Tom Paine once said to me: “You’re a social conservative, aren’t you?” I didn’t think it an accusation at the time but now I’m not so sure. He’s completed a survey about attitudes in U.S. party-political terms – yes, just a bit of fun on a Bank Holiday weekend – and comes out strongly socially leftist and strongly economically conservative.
I replied [basically in these words]:
Tom, I just took the survey and it is c***, excuse my French.
I challenge the survey as being of a leftist mindset. It throws people way over to the right on a linear chart, asking only a few brief questions and thinking itself very clever for being able to discern attitude on that.
There were so many issues it did not ask about but assumed that if you were, say, against gay marriage, then you were an extremist on the right. It did not explore nuances in other areas or how you might be more liberated on other things, for example that you discerned between adults and children in your responses.
A conservative produced survey would have done that. On the other hand, it went into nuances when I answered again, this time as a “liberal”.
My views are no different to what people in the 50s had on key points – i.e. centrist – or another way to put it is that my views are mainstream within a properly functioning society and the Political Compass survey in fact puts me there.
So what has changed is society’s falling away and this survey is a product of what [is] assumed, [a priori].
It was a shoddy survey, in that, say on that gay rights matter, where there are no in-between positions and you’re either for it in principle or agin it – when you’re agin it, it’s recorded as an extreme right view. When you are for, it’s ameliorated in terms of other views you’ve expressed, i.e. it’s a sum total of responses which counts.
Plus it takes no account of shades of meaning. For example, it mentions Tea Party in the later explanatory charting but is heavily weighted towards two-party. Tea Party are low-tax and so, in the simplistic view of the survey writers, that means over on the right. The nuances are reserved for the left.
And more than that – it has Tom come out as a dangerous communist and me as a dangerous rightist but in so many ways he and I are similar in view, e.g. on libertarianism for adults, minus the one issue of gay “marriage”.
Even worse is that it presents itself as a professional study with an august name but the assumptions and prejudices are so glaring that if firms were to adopt it, say – HR is usually more subtle than this – then it could well be why many of us are marginalized. And that tactic is so in line with the global left today with its PCism and relativism that it’s frightening.
For those who do want to know where they are politically, then this is your survey. It’s not all good, not all bad but it is reasonably accurate if you accept the assumptions you see in the chart. Here’s mine:
… and though I’d like my libertarian credentials to be better, I can’t deny it’s overall accuracy in my case. And it puts me, quite rightly, as a centre-right libertarian. I once asked Timmy Worstall what he was and he said “classic liberal” and perhaps that’s where I am.
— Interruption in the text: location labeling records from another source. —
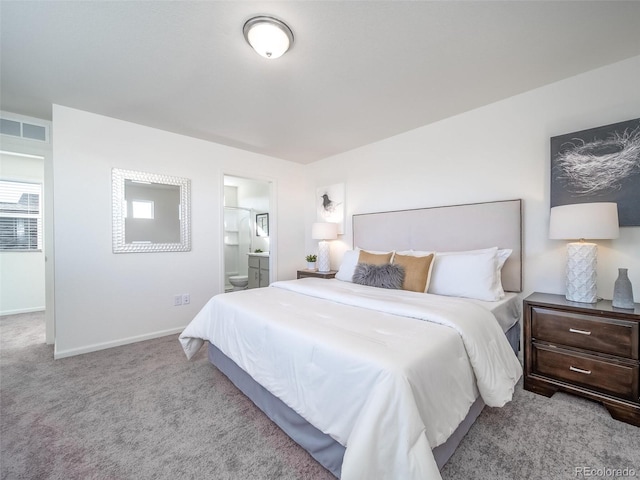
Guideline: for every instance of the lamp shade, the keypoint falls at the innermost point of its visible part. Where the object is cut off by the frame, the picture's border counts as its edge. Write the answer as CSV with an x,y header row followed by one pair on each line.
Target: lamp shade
x,y
590,221
324,231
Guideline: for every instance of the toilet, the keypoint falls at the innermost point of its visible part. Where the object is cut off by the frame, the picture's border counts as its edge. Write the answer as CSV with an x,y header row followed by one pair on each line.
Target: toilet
x,y
239,282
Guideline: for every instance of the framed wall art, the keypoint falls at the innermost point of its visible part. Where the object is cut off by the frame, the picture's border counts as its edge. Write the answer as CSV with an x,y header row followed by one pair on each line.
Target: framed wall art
x,y
262,225
330,205
599,165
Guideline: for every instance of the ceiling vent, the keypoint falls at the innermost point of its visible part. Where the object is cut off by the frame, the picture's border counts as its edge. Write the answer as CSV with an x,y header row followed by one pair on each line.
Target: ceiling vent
x,y
21,129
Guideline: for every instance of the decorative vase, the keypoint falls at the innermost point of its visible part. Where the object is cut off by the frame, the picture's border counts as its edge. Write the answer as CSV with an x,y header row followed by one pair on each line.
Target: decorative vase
x,y
623,291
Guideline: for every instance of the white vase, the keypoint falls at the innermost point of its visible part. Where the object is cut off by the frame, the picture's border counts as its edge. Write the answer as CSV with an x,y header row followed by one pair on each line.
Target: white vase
x,y
623,291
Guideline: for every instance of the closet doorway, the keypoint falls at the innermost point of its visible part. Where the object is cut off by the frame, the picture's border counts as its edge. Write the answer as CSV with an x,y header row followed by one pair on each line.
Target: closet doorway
x,y
246,233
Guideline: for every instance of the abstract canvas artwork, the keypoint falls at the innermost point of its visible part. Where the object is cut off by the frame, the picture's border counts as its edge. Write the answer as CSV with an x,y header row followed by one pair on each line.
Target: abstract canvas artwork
x,y
599,165
330,205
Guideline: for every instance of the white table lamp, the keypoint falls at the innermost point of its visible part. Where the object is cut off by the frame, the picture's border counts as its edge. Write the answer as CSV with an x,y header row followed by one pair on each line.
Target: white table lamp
x,y
593,221
324,232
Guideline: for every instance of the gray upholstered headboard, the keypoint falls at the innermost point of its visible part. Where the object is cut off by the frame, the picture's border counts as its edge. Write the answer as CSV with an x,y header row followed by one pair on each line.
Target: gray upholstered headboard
x,y
447,229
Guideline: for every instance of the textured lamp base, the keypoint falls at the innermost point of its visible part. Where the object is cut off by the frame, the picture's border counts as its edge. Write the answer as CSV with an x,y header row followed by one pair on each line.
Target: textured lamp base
x,y
324,257
581,272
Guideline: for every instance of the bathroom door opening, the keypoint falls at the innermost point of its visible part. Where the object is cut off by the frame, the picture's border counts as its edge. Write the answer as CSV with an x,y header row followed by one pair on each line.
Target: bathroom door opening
x,y
237,243
245,201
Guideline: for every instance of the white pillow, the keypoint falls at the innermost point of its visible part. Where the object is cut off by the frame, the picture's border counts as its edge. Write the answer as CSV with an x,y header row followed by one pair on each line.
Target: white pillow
x,y
502,256
348,265
471,274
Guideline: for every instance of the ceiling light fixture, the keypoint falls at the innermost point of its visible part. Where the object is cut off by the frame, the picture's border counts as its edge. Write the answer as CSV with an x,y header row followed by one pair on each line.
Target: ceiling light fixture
x,y
268,36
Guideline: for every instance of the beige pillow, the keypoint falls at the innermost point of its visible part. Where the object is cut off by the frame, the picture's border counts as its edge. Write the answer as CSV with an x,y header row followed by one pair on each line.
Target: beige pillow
x,y
417,271
374,258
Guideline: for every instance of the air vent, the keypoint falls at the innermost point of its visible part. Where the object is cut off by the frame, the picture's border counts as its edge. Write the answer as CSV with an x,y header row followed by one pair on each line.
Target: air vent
x,y
17,128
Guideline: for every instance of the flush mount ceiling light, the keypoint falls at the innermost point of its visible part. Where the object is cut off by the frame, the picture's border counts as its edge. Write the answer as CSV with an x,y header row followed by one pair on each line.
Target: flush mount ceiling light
x,y
268,36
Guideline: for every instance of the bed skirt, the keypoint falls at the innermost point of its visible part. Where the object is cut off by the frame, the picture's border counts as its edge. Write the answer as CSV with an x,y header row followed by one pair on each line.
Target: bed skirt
x,y
321,446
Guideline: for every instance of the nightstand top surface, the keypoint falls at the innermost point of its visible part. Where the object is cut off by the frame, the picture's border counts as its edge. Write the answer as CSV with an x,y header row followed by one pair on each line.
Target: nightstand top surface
x,y
604,306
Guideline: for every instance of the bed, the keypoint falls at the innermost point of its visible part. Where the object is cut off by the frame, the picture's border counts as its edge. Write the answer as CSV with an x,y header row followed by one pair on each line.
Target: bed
x,y
374,382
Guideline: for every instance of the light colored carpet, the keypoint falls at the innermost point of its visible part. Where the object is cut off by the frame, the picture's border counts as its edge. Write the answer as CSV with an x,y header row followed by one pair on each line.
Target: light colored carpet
x,y
143,411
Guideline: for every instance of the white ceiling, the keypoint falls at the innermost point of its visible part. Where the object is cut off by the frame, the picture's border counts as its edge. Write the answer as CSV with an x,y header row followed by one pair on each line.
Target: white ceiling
x,y
359,71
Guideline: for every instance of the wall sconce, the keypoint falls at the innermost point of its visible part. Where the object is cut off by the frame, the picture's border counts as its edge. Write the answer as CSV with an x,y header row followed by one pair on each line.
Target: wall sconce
x,y
578,222
324,232
268,36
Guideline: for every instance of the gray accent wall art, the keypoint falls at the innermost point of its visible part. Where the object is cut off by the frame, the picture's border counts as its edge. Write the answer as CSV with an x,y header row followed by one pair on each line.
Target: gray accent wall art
x,y
599,165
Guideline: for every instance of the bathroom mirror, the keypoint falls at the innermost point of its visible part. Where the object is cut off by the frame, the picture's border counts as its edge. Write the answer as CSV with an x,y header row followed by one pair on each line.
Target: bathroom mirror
x,y
151,212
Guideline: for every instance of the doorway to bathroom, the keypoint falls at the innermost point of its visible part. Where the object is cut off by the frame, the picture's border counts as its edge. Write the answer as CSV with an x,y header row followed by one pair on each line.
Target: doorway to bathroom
x,y
246,233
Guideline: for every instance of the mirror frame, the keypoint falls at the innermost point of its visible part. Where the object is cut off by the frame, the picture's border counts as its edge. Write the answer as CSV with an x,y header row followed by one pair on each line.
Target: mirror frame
x,y
118,178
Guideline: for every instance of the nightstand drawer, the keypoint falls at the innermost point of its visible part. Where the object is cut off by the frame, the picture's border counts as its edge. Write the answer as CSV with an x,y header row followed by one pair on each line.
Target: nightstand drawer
x,y
598,334
591,372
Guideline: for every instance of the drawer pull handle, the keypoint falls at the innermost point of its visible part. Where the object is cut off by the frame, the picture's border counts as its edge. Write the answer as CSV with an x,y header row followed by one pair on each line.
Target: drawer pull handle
x,y
579,370
583,332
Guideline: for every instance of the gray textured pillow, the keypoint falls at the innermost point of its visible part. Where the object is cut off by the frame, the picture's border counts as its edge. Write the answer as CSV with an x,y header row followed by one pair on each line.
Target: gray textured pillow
x,y
381,276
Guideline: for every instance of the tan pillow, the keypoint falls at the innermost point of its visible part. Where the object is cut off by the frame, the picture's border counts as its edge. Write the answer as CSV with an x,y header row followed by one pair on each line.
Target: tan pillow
x,y
417,271
374,258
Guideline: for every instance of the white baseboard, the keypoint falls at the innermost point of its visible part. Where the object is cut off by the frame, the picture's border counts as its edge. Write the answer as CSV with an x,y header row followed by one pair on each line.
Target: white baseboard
x,y
116,343
21,310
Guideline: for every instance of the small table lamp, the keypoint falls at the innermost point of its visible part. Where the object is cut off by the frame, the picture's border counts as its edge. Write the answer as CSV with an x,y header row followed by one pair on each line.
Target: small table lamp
x,y
324,232
579,221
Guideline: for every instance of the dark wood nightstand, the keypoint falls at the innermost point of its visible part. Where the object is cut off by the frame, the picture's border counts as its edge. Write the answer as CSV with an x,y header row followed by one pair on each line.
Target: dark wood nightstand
x,y
586,349
315,273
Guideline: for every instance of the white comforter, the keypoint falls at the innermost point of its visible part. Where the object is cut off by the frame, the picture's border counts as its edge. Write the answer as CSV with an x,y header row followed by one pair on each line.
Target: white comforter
x,y
364,367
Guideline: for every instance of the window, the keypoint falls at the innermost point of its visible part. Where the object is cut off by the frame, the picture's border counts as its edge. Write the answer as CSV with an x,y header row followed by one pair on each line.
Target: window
x,y
20,216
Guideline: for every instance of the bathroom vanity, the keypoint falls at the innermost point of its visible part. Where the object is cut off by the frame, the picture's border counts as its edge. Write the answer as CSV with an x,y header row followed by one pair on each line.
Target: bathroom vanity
x,y
258,270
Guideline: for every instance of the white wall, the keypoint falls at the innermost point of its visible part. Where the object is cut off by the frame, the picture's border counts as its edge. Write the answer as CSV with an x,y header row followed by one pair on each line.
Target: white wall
x,y
500,151
104,299
22,278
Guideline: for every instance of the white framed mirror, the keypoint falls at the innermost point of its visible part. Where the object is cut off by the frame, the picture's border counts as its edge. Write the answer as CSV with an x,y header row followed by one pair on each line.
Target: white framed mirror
x,y
151,212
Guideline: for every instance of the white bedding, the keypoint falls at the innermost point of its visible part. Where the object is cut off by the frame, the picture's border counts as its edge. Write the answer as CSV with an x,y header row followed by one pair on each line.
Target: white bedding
x,y
363,367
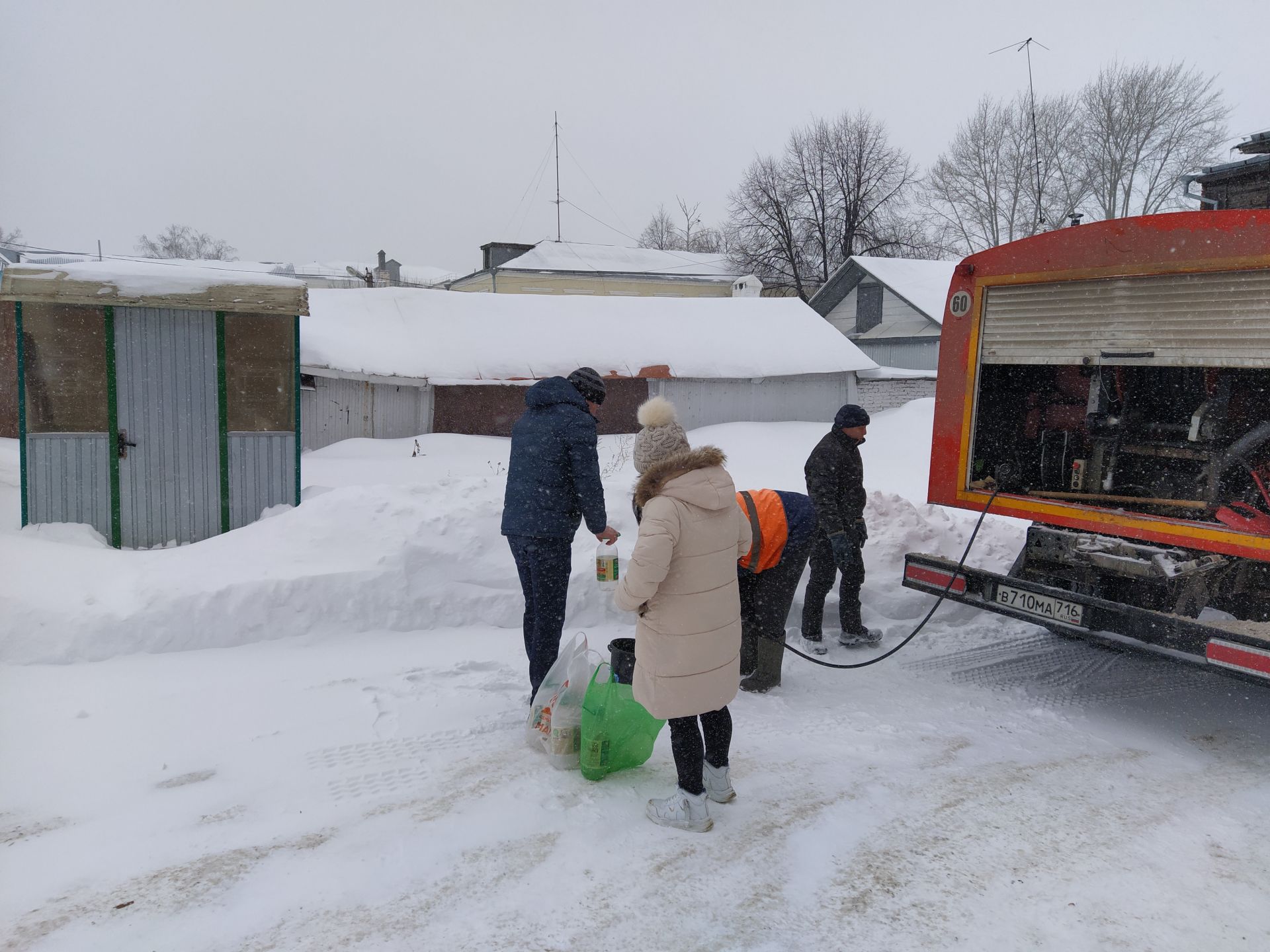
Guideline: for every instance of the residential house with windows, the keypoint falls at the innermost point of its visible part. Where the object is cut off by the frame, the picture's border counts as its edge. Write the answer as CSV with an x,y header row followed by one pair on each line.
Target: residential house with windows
x,y
889,307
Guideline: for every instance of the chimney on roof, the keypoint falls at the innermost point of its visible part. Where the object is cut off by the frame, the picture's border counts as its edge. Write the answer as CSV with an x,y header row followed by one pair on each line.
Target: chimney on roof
x,y
388,273
495,254
749,286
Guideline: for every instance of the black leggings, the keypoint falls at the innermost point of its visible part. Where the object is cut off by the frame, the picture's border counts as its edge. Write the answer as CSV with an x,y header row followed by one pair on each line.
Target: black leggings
x,y
690,754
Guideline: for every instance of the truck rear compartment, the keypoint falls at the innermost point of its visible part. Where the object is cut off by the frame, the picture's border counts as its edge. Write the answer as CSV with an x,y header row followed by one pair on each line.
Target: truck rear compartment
x,y
1179,442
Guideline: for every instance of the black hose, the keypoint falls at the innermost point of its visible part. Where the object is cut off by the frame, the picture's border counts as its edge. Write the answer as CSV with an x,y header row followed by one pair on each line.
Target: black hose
x,y
922,623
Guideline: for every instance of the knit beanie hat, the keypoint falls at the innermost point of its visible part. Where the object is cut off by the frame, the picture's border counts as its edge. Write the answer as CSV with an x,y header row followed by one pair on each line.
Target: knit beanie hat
x,y
662,434
587,382
851,415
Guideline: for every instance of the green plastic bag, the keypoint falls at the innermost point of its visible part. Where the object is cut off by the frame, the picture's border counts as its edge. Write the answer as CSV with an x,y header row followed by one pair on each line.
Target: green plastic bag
x,y
616,731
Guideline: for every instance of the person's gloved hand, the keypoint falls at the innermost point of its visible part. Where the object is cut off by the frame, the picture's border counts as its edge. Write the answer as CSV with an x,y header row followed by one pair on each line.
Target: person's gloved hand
x,y
845,549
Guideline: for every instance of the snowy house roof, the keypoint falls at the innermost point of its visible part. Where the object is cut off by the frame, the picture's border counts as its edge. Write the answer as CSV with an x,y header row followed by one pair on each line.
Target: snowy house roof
x,y
444,335
921,284
614,259
211,286
409,273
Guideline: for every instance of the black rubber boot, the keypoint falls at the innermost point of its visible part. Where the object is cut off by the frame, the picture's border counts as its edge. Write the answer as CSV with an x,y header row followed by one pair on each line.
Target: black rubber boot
x,y
767,670
748,651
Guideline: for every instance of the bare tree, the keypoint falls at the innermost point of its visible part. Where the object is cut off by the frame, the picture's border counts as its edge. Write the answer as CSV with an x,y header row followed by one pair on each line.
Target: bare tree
x,y
1142,127
661,231
765,234
183,241
691,220
874,180
708,240
839,190
984,188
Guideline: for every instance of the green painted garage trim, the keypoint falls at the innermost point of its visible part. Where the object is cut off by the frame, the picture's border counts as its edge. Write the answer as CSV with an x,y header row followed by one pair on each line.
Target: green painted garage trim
x,y
22,414
112,426
296,347
222,420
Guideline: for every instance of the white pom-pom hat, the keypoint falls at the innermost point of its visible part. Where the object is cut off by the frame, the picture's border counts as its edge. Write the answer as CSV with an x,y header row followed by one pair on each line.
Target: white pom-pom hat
x,y
662,434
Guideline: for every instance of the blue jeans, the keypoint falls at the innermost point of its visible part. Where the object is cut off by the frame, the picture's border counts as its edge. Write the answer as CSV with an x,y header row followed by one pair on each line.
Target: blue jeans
x,y
544,569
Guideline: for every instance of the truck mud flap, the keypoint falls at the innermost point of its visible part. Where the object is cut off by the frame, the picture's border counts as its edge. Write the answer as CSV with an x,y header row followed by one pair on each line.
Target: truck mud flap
x,y
1097,619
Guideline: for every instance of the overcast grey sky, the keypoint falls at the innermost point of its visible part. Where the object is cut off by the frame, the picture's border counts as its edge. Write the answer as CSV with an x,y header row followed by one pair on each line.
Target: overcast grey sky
x,y
327,131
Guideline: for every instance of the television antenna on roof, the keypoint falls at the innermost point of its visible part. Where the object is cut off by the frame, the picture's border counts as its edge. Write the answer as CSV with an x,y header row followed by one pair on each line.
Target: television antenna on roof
x,y
1032,91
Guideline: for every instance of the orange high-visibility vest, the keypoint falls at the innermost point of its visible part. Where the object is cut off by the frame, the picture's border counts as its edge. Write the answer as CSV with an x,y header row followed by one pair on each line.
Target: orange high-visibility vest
x,y
767,522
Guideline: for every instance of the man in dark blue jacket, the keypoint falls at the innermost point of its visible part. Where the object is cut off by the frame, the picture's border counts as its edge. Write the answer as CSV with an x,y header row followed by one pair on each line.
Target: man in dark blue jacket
x,y
553,484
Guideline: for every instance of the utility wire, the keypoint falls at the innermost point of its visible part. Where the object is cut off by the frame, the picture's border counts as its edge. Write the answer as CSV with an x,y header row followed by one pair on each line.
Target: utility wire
x,y
534,178
595,186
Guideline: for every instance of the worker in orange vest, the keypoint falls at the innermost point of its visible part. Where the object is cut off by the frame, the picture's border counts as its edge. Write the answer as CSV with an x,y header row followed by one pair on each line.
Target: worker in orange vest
x,y
783,526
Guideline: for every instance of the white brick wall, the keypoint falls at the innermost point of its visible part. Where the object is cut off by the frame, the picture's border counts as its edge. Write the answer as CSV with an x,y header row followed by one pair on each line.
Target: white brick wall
x,y
884,394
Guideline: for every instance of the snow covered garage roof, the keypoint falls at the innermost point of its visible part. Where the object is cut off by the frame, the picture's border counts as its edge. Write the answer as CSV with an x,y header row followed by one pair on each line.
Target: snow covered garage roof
x,y
922,284
155,285
448,335
614,259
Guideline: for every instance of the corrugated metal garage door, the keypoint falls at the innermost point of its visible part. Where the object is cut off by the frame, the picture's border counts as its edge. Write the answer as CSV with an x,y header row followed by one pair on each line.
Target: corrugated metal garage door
x,y
1221,319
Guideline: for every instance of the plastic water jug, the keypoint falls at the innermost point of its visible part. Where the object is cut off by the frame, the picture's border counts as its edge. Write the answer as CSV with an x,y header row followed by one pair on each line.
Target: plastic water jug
x,y
606,567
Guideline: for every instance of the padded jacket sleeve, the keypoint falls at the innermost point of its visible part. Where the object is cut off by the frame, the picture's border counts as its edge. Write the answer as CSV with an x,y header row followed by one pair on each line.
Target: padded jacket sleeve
x,y
824,488
585,462
651,561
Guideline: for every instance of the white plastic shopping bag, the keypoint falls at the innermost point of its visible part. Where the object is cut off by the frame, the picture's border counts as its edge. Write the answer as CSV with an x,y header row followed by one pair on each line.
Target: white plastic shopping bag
x,y
556,716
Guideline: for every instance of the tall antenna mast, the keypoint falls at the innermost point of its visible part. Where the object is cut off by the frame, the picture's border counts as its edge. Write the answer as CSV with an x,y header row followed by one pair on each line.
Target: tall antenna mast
x,y
1032,100
556,120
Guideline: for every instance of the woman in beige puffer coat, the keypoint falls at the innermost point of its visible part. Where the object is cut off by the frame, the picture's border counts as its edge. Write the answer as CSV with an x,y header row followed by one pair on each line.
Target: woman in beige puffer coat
x,y
683,580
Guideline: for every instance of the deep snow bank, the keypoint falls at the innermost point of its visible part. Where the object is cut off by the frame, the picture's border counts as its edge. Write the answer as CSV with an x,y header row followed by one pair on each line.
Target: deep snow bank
x,y
385,539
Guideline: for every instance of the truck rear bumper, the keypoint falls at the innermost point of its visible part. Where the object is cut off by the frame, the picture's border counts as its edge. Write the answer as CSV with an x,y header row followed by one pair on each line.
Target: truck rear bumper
x,y
1236,653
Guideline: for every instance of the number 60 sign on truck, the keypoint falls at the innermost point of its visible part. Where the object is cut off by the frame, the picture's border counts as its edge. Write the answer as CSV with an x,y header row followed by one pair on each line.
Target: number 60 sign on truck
x,y
1111,383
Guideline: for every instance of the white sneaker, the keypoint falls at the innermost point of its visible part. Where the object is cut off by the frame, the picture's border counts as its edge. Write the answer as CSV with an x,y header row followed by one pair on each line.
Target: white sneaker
x,y
718,781
814,648
681,810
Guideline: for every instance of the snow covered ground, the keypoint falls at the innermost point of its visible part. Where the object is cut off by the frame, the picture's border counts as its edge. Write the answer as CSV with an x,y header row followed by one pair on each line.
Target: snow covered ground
x,y
306,735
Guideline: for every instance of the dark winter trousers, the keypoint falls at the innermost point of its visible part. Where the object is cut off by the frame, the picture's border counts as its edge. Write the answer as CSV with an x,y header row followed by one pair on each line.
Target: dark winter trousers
x,y
824,571
544,568
766,600
691,753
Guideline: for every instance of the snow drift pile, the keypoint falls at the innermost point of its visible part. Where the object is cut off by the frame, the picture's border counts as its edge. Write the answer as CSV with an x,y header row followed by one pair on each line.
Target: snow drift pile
x,y
388,541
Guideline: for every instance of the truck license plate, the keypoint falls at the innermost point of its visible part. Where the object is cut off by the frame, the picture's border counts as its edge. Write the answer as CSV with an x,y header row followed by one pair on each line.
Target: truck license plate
x,y
1054,610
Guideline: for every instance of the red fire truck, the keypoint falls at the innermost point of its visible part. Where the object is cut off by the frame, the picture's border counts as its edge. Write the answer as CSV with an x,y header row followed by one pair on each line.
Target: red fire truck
x,y
1111,382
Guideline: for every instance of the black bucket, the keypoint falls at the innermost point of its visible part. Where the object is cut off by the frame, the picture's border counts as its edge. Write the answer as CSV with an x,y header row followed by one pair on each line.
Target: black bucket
x,y
621,656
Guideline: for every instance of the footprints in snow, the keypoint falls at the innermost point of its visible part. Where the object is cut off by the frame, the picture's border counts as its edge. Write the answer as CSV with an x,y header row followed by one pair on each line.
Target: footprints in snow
x,y
186,778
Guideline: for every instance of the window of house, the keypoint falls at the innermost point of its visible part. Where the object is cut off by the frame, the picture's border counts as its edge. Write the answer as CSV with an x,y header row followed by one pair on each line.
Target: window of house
x,y
868,307
64,368
259,374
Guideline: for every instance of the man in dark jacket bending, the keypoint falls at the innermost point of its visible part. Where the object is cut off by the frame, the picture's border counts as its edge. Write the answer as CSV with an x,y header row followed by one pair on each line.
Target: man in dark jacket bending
x,y
835,481
553,483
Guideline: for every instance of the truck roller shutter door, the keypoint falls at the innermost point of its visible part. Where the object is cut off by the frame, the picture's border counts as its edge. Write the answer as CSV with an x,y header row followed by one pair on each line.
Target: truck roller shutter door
x,y
1217,319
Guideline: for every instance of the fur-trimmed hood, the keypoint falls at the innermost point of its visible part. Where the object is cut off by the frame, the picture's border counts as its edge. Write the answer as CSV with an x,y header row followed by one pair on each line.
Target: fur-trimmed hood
x,y
694,476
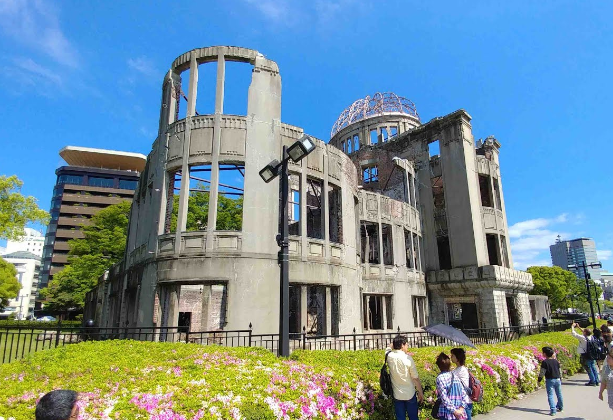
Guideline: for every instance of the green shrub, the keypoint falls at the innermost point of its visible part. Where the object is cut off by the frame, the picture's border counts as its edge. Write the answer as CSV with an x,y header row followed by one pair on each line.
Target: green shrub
x,y
138,380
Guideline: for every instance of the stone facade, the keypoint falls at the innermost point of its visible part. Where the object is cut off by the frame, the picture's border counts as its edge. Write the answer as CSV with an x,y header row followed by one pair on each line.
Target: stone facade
x,y
365,226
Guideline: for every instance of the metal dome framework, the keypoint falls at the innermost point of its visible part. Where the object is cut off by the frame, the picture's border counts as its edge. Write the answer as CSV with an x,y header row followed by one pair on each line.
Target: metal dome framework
x,y
378,104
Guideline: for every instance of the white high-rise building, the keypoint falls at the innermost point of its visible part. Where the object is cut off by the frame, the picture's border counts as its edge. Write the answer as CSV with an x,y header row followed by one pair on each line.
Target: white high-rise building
x,y
33,242
28,266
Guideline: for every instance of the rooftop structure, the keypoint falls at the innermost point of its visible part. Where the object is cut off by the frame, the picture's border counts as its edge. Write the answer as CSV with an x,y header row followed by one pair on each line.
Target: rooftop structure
x,y
386,103
101,158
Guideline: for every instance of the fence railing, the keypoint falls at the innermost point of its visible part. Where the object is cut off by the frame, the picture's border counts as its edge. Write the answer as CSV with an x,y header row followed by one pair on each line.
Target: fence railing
x,y
17,343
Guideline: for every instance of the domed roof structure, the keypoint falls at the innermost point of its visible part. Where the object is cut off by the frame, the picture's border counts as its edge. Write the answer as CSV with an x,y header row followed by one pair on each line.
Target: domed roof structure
x,y
378,104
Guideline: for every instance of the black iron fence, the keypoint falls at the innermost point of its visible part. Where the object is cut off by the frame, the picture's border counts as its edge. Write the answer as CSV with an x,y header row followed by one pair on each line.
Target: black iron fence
x,y
18,342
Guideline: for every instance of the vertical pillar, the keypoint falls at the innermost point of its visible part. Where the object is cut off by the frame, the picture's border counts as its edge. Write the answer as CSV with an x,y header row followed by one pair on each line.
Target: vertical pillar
x,y
304,301
328,306
462,204
383,313
426,206
184,194
214,192
206,306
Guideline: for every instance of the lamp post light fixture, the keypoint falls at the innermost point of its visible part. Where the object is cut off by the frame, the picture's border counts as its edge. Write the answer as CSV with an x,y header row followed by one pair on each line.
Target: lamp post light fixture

Political Compass has an interesting take on the 2012 election, by the way.
On the seriously-flawed Pew again, what it signally failed to take into account was:
1. The presence of Them as the arbiters of politics in the world today – they always were around but perhaps national leaders had more spine back then, who knows?
2. Differentiating between adults and children as a key factor in attitudes – one are people and the other are training to be people. Football leagues don’t rank teams along with their B to D divisions and neither should these surveys.
A more realistic survey today would begin with the assumption that adults will be more traditional with their kids – even libertarians I know are a bit more circumspect with them and yet it doesn’t make those libertarians dangerous extremists so let’s cut that out of it for a start.
Then it would have to include the concept of Statist v Libertarian, which can only be used on the economic chart. Pew conflated economic and social. Therefore it would need at least two surveys, configured differently.
You might say I’m making a mountain out of a molehill – well, that’s what PCists also say – oh why can’t we all just get along in a spirit of peace and harmony – after they’ve just committed one of the greatest acts of discrimination and legerdemain in the history of society.
To say this is making a mountain out of a molehill is like Monty Python’s castle owner saying to the assembled multitude after Cleese has just murdered a dozen wedding guests: “Let’s not bicker over who’s killed who – this is supposed to be a happy occasion.” And to have deliberately f***ed people over, only to say: “You’re very angry aren’t you? You have a lot of hatred inside you?” followed by a twee homily: “I always find it’s best if we live and let live” – that’s a most brickable statement.
Of course we’re angry over the PC legerdemain. Why? It’s like subtle errors in following a compass in the wilds. You get the angle slightly wrong and it doesn’t matter over 50 metres. Over 50 miles, the gap between right and wrong is a gulf.
So a simplistic survey, on the grounds that it is simple, is therefore more readily assumed as true by people because it’s easier to understand and quote and so potentially, the whole of society is running around with false assumptions which conveniently shut out the nuances of life and get a person labelled, after which it’s the devil’s own job to get unlabelled.